Figure 5: — (A) Completeness of H5N1 genome assemblies generated by unbiased metagenomics (RNA-Seq), virus-enriched hybrid-selected metagenomics (hsRNA-Seq) and targeted H5N1 Amplicon Sequencing (Amp-Seq) as a function of H5N1 copies/μL RNA. (B): the most complete H5N1 assembly produced for each sample sorted by length and the underlying sequencing approach. Ultra-pasteurized samples are indicated by an (*) above the bar.

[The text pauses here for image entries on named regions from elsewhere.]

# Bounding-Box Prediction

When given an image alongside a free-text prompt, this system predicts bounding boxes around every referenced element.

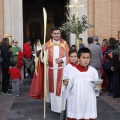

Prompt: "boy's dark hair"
[79,38,83,41]
[77,48,91,58]
[10,60,17,67]
[88,37,93,44]
[68,49,77,57]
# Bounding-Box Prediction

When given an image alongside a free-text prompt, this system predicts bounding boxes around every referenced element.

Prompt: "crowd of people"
[0,27,120,120]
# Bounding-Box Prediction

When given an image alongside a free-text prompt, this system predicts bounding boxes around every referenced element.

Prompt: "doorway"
[23,0,67,46]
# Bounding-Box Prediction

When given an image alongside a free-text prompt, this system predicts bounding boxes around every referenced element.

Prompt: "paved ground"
[0,80,120,120]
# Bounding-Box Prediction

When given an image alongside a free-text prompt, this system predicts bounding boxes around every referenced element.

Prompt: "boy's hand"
[63,79,68,85]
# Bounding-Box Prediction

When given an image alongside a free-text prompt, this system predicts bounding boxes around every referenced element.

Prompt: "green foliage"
[60,11,93,38]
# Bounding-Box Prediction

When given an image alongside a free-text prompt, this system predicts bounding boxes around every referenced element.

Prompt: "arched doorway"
[23,0,66,44]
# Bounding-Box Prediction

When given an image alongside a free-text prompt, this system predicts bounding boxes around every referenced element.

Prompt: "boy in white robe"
[63,49,78,99]
[66,48,101,120]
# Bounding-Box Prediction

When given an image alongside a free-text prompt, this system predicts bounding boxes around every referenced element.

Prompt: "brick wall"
[88,0,120,43]
[0,0,4,41]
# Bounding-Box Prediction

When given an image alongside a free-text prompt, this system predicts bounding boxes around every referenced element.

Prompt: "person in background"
[79,38,85,48]
[29,39,44,100]
[70,45,76,50]
[93,36,101,46]
[101,39,108,90]
[88,37,103,78]
[1,38,11,95]
[102,39,109,53]
[104,37,116,96]
[11,39,21,61]
[9,60,21,97]
[23,39,32,78]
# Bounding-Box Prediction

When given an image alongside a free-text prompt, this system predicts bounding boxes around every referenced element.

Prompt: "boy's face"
[51,30,61,41]
[70,52,78,63]
[79,53,90,67]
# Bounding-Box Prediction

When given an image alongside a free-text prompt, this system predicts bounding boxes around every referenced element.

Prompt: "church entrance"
[23,0,67,45]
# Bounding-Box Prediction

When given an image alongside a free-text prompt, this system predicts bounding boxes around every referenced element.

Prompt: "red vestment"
[23,42,32,59]
[29,58,44,100]
[17,52,24,69]
[67,64,94,120]
[46,39,69,96]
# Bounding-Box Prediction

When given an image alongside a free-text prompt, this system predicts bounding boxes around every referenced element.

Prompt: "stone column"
[69,0,88,46]
[4,0,23,78]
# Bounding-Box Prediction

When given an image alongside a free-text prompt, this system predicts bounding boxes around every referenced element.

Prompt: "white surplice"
[47,40,66,113]
[67,66,98,119]
[63,63,74,99]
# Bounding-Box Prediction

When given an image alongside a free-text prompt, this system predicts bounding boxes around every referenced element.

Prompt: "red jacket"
[9,67,21,80]
[23,42,32,59]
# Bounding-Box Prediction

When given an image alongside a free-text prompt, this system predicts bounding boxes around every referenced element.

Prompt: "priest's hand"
[55,58,63,64]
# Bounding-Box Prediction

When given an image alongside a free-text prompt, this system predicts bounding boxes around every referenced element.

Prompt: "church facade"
[0,0,120,48]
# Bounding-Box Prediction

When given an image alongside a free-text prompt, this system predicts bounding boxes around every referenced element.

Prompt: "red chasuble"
[67,64,94,120]
[29,58,44,100]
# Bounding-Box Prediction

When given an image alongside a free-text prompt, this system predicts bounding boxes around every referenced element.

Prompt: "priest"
[42,27,69,113]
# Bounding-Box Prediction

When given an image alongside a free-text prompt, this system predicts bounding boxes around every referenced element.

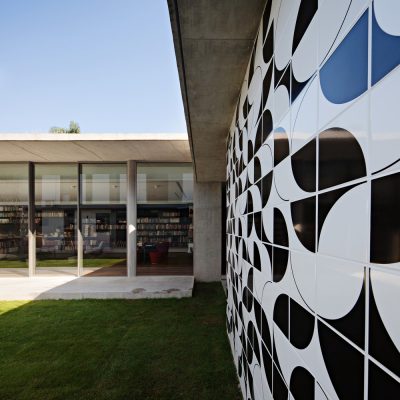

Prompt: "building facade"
[0,134,221,280]
[170,0,400,400]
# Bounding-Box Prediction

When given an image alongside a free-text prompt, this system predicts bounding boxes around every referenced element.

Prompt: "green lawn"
[0,257,126,268]
[0,284,241,400]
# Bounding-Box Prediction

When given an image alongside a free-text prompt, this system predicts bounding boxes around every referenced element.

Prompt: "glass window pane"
[0,164,29,205]
[35,164,78,274]
[0,163,29,275]
[81,206,126,276]
[137,163,193,204]
[35,164,78,205]
[0,204,28,275]
[81,164,126,204]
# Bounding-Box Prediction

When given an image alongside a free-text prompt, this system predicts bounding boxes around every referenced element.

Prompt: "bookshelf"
[137,205,193,249]
[82,210,126,248]
[0,205,28,254]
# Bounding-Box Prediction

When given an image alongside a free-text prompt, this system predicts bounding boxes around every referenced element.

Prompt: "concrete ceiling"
[168,0,265,182]
[0,133,192,162]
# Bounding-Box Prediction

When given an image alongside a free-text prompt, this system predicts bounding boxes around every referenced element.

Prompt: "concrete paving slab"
[0,276,194,300]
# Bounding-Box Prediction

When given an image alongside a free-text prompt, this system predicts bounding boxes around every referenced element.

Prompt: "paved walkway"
[0,275,194,300]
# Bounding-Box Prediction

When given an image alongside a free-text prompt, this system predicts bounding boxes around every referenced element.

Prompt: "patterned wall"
[227,0,400,400]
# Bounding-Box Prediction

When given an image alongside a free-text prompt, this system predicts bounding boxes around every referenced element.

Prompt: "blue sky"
[0,0,186,132]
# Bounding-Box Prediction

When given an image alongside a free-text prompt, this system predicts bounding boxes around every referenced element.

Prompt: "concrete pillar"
[28,163,36,276]
[193,182,222,282]
[76,164,83,276]
[126,160,137,276]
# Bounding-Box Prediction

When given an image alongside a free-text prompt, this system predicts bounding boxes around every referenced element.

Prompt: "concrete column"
[193,182,222,282]
[76,164,83,277]
[126,160,137,276]
[28,163,36,277]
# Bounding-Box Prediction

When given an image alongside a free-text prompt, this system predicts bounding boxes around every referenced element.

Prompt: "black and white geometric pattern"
[226,0,400,400]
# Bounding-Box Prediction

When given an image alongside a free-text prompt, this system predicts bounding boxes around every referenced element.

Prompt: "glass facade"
[137,163,193,266]
[0,163,193,276]
[0,163,29,274]
[35,164,78,273]
[81,164,126,205]
[81,164,127,275]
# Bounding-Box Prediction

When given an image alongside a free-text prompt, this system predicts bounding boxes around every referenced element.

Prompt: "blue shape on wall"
[371,6,400,85]
[320,11,368,104]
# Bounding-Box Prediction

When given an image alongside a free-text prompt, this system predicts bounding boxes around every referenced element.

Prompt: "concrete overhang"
[0,133,192,162]
[168,0,266,182]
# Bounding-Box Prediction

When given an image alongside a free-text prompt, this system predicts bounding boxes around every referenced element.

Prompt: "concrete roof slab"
[168,0,266,182]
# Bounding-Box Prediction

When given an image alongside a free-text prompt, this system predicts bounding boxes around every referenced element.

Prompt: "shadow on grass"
[0,283,241,400]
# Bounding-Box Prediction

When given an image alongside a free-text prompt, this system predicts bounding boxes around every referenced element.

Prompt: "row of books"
[138,230,187,236]
[137,217,181,224]
[137,224,190,230]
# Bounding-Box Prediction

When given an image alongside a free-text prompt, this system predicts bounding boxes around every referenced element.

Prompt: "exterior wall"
[193,182,222,282]
[225,0,400,400]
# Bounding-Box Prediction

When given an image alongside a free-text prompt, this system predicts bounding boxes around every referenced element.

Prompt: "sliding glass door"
[0,163,29,276]
[80,164,127,276]
[35,164,78,274]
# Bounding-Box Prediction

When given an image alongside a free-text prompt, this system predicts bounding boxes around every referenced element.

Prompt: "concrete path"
[0,276,194,300]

Phylogenetic analysis showed geographic clustering with other publicly available H5N1 genomes associated with the dairy cattle outbreak (Figure A13), suggesting the origin of the viruses was consistent with the US state of the processing plant of the milk. Notably, the positive originating from Missouri (which has no reports of H5N1 in cattle) clustered with samples from Texas and Michigan, likely pointing to the farm location the milk originated from despite being processed in a Missouri plant.

Implementation at scale: statewide H5N1 surveillance of pre-pasteurized milk from Massachusetts farms

By establishing a robust workflow for detection and sequencing of H5N1 from milk, we were positioned to partner with the Massachusetts Departments of Agricultural Resources and of Public Health to support a mandatory surveillance program for H5N1 testing in milk from cattle dairy farms across the state. This program, launched in August 2024, was implemented preemptively in the absence of H5N1 detection in the state or surrounding region to confirm the absence of H5N1, and to serve as an early warning system should a local outbreak occur. State authorities worked with farms to collect samples from bulk milk tanks from all 95 cattle dairy farms across Massachusetts, initially within a 3 week period, followed by a rotating sampling schedule such that all farms were tested monthly. Based on our process validation using retail milk samples, we extracted bulk milk samples using the CORE extraction kit and performed dPCR for detection of H5_Taq and RP_Bov. While the surveillance program is currently ongoing, to date we have completed four rounds of statewide testing; H5N1 has not been detected in any sample from this surveillance program. The RP_Bov positive control has been routinely detected at similar levels to commercially available milk, providing confidence in the negative results obtained for H5N1 (Figure A14).

Discussion

This study contributes validated methods for the whole workflow from sample to analyzed data for rapid deployment for potential future epidemiological studies and public health surveillance. We used retail milk products to optimize and validate methods for sample processing, detection, and sequencing of H5N1 in pasteurized milk, allowing us to implement these workflows at scale to support ongoing surveillance for H5N1 in pre-pasteurized milk from bulk tanks collected at the farm level. The workflow described here exhibits strong performance characteristics, while requiring minimal sample processing. We found direct nucleic acid extraction from milk regardless of fat content was efficient; with pre-centrifugation offering no increase in viral RNA recovery, in accordance with previous findings (16,17).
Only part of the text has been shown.